L'institut de réflexion stratégique IISS de Londres a brossé mardi un sombre portrait de l'Afghanistan, susceptible de devenir un Etat "défaillant" propice à la propagation de l'extrémisme islamiste, si l'Otan ne parvient pas à vaincre les talibans.
Les difficultés de la Force internationale d'assistance à la sécurité (Isaf) de l'Otan, jusqu'ici "incapable de régler les problèmes" de l'Afghanistan, suscite une "inquiétude croissante" dans la région, remarque l'International Institute for Strategic Studies dans son rapport annuel sur les forces armées dans le monde, "Military Balance 2008".
05 February 2008: AFP
L'institut de réflexion stratégique IISS de Londres a brossé mardi un sombre portrait de l'Afghanistan, susceptible de devenir un Etat "défaillant" propice à la propagation de l'extrémisme islamiste, si l'Otan ne parvient pas à vaincre les talibans.
Les difficultés de la Force internationale d'assistance à la sécurité (Isaf) de l'Otan, jusqu'ici "incapable de régler les problèmes" de l'Afghanistan, suscite une "inquiétude croissante" dans la région, remarque l'International Institute for Strategic Studies dans son rapport annuel sur les forces armées dans le monde, "Military Balance 2008".
Un échec de l'Otan aurait pour effet d'encourager "l'extrémisme islamiste (pas seulement en Afghanistan)", de créer "un Etat +défaillant+ dans une zone d'importance stratégique", et d'offrir "un refuge aux organisations terroristes et au commerce de la drogue", selon l'institut.
"Cela affaiblirait également la crédibilité de l'Otan pour sa première opération majeure sur un théâtre militaire extérieur", affirme l'IISS, qui estime qu'en dépit des efforts de l'Alliance, le gouvernement afghan "n'impose pas encore son autorité sur une grande partie du pays".
Même si "les opérations communes entre les forces afghanes et l'Isaf ont permis d'améliorer la sécurité dans certaines zones", l'Isaf souffre d'un manque de ressources en hommes et en équipements. Elle est aussi pénalisée par les "conditions" posées par plusieurs gouvernements occidentaux quant à l'utilisation de leurs soldats.
Les Etats-Unis font actuellement une intense campagne diplomatique pour convaincre leurs alliés de l'Otan de déployer plus de troupes de combat dans le sud afghan afin de s'opposer aux talibans, qui avaient été évincés du pouvoir fin 2001 par une coalition dirigée par Washington.
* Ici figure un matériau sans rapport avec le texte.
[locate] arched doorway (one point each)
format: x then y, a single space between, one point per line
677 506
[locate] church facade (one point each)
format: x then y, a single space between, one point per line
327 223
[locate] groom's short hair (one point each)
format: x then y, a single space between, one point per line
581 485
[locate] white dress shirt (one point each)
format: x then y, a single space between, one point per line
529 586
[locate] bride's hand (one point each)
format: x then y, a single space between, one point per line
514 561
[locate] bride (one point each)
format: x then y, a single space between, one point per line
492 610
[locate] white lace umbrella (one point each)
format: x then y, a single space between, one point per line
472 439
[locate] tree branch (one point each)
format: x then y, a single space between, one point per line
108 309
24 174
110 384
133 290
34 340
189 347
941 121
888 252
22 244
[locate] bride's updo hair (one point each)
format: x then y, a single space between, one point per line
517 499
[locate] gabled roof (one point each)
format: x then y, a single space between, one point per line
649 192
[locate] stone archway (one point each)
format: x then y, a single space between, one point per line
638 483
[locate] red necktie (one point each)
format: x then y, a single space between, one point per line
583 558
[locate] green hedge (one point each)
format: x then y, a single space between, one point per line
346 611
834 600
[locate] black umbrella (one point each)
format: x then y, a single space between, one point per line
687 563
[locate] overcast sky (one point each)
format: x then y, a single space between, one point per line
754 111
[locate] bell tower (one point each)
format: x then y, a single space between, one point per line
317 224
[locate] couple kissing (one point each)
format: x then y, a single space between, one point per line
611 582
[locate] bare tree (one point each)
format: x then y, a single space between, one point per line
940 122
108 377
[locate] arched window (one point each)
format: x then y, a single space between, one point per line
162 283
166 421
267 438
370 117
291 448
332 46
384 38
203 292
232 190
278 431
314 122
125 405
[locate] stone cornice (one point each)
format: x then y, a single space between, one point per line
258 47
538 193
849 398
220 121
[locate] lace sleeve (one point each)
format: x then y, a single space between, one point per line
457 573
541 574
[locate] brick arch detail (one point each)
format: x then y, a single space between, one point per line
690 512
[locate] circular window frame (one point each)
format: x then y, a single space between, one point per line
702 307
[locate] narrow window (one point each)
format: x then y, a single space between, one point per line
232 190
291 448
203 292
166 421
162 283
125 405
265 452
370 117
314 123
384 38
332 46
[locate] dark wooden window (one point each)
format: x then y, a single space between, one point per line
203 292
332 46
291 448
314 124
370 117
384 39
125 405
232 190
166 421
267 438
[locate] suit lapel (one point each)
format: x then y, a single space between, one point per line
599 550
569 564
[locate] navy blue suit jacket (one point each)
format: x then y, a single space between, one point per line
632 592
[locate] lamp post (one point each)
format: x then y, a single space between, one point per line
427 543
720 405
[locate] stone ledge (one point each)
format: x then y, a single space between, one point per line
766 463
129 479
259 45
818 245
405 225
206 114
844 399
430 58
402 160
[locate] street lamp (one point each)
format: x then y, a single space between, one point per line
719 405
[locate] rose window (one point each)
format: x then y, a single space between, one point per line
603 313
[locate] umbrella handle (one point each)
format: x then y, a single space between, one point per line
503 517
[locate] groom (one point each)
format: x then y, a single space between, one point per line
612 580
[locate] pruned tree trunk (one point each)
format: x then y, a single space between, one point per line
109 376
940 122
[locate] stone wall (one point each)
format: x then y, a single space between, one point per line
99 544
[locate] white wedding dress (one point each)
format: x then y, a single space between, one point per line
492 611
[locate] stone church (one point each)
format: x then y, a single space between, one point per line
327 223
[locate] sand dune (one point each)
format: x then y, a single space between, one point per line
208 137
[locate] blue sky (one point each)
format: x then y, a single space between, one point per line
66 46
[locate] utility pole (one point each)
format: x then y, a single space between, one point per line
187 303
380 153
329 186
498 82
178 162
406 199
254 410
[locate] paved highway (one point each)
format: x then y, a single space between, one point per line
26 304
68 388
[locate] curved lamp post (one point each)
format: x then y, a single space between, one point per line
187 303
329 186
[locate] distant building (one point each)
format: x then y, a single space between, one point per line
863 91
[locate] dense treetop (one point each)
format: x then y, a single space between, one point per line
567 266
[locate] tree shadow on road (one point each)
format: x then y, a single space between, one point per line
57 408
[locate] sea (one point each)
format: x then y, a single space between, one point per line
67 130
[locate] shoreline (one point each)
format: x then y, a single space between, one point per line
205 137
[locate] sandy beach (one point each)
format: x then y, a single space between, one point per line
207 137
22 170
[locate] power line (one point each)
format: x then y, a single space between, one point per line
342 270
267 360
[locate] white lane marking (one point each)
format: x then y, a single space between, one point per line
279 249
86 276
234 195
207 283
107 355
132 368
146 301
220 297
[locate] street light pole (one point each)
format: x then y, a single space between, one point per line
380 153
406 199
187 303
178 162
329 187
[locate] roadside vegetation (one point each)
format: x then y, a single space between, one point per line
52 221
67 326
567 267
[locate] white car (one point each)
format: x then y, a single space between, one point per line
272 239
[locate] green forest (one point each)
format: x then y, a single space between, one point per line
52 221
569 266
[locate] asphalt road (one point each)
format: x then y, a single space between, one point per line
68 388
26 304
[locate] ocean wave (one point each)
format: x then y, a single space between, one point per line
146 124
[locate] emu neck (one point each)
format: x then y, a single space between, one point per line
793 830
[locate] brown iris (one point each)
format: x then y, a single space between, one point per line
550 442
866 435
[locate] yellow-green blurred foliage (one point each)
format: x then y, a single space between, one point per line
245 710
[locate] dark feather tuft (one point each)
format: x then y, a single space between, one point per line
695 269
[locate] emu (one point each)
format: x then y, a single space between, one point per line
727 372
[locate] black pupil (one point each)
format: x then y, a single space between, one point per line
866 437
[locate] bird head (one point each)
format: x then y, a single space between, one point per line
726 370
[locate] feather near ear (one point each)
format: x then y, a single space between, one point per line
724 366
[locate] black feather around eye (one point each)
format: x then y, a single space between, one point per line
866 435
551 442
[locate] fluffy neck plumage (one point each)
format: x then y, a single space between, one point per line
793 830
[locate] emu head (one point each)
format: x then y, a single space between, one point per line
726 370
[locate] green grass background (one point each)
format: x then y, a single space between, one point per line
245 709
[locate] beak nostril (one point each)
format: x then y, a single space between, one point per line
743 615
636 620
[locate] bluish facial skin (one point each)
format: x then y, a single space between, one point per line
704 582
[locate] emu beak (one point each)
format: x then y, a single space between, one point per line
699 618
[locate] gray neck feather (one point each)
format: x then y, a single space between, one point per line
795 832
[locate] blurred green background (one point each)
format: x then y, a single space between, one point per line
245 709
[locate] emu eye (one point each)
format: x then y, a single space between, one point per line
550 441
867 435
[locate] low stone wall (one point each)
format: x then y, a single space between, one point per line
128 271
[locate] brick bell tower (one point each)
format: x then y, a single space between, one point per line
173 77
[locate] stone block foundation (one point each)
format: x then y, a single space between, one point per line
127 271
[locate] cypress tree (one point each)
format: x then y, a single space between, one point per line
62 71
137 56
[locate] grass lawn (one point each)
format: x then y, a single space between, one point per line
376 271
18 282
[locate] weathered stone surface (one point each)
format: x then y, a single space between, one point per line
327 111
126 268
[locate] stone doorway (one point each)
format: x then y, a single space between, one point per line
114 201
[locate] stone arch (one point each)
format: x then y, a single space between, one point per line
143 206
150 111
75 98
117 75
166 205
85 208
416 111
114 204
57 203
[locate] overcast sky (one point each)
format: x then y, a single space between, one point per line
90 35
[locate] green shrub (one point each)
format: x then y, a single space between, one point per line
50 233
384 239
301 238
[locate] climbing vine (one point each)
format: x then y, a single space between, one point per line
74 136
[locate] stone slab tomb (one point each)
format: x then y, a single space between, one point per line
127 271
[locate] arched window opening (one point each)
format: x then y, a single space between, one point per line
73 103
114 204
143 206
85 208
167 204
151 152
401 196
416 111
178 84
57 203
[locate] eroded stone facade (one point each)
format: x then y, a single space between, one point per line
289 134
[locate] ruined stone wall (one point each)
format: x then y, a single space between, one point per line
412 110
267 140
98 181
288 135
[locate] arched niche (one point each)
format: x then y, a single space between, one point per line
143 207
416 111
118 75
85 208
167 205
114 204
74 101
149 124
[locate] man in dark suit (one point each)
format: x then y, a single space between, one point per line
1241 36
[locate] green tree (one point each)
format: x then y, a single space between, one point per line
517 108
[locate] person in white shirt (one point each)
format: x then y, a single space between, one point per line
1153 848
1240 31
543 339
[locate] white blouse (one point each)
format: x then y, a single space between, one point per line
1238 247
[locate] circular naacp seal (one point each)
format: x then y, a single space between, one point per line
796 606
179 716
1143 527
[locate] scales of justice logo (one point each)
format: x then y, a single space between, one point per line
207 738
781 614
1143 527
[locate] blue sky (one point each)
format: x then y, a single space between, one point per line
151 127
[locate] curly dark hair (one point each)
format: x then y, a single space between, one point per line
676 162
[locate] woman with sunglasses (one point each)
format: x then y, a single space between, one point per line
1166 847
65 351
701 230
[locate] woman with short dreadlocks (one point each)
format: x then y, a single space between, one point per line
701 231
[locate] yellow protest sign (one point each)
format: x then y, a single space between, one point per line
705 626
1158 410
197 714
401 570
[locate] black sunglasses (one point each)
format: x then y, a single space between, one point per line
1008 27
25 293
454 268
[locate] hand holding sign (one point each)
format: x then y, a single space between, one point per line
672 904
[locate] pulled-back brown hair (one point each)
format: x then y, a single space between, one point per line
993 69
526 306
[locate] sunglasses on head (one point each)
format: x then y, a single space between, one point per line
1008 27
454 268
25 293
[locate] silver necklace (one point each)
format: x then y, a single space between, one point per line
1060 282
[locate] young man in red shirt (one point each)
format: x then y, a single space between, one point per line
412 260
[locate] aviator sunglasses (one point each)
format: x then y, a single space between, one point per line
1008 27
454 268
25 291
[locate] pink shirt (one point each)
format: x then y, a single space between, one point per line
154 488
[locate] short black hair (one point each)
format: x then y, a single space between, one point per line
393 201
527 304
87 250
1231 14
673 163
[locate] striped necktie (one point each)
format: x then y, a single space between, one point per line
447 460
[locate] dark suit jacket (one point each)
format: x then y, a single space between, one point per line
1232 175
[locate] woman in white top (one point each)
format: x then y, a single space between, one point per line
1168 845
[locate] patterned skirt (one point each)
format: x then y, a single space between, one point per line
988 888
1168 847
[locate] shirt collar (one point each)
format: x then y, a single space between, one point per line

La France et l'Allemagne en particulier ont été sollicitées. Paris a réservé sa réponse, insistant sur la nécessité d'une stratégie "globale". Berlin a catégoriquement refusé, rappelant son mandat qui exclut un engagement dans le sud, sauf circonstances exceptionnelles et limitées dans le temps.
La secrétaire d'Etat américaine, Condoleezza Rice, doit évoquer le sujet mercredi à Londres avec le Premier ministre britannique Gordon Brown et son ministre des Affaires étrangères David Miliband. La Grande-Bretagne dispose de quelque 7.700 soldats en Afghanistan.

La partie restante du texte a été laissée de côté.